BOARD FINDINGS: IAW DoDI 6040.44, provisions of DoD or Military Department regulations or guidelines relied upon by the PEB will not be considered by the Board to the extent they were inconsistent with the VASRD in effect at the time of the adjudication. In the matter of the lower left extremity DVT and May-Thurner Syndrome, the Board unanimously recommends no change in the IPEB adjudication. In the matter of the bilateral hallux limitus, right hallux valgus, bilateral pes planus, left and right knees, left foot scar, left and right hip arthritis, left bunionectomy, vervical and lumbar strain, bilateral heel spurs (pes planus), pseudofolliculitis barbae, left ventricular hypertrophy, right foot bunion or any other conditions eligible for Board consideration, the Board unanimously recommends no change in the PEB adjudication.

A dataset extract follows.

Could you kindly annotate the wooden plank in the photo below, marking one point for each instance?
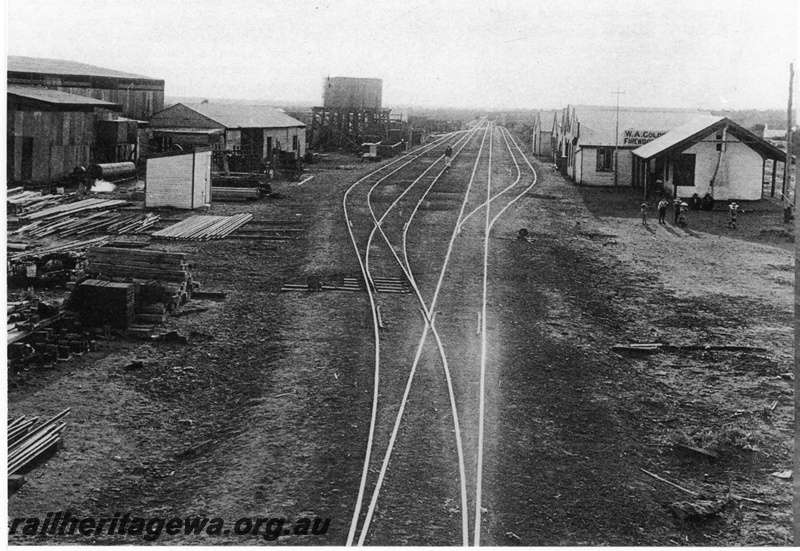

RECOMMENDATION: The Board therefore recommends that there be no recharacterization of the CI’s disability and separation determination, as follows:
UNFITTING CONDITION | VASRD CODE | TDRL RATING | PERMANENT RATING |
---|---|---|---|
Lower Left Extremity DVT with May-Thurner Syndrome | 7199-7121 | 40% | 10% |
COMBINED | 40% | 10% |
______________________________________________________________________________
The following documentary evidence was considered:
Exhibit A. DD Form 294, dated 20100303, w/atchs.
Exhibit B. Service Treatment Record.
Exhibit C. Department of Veterans' Affairs Treatment Record.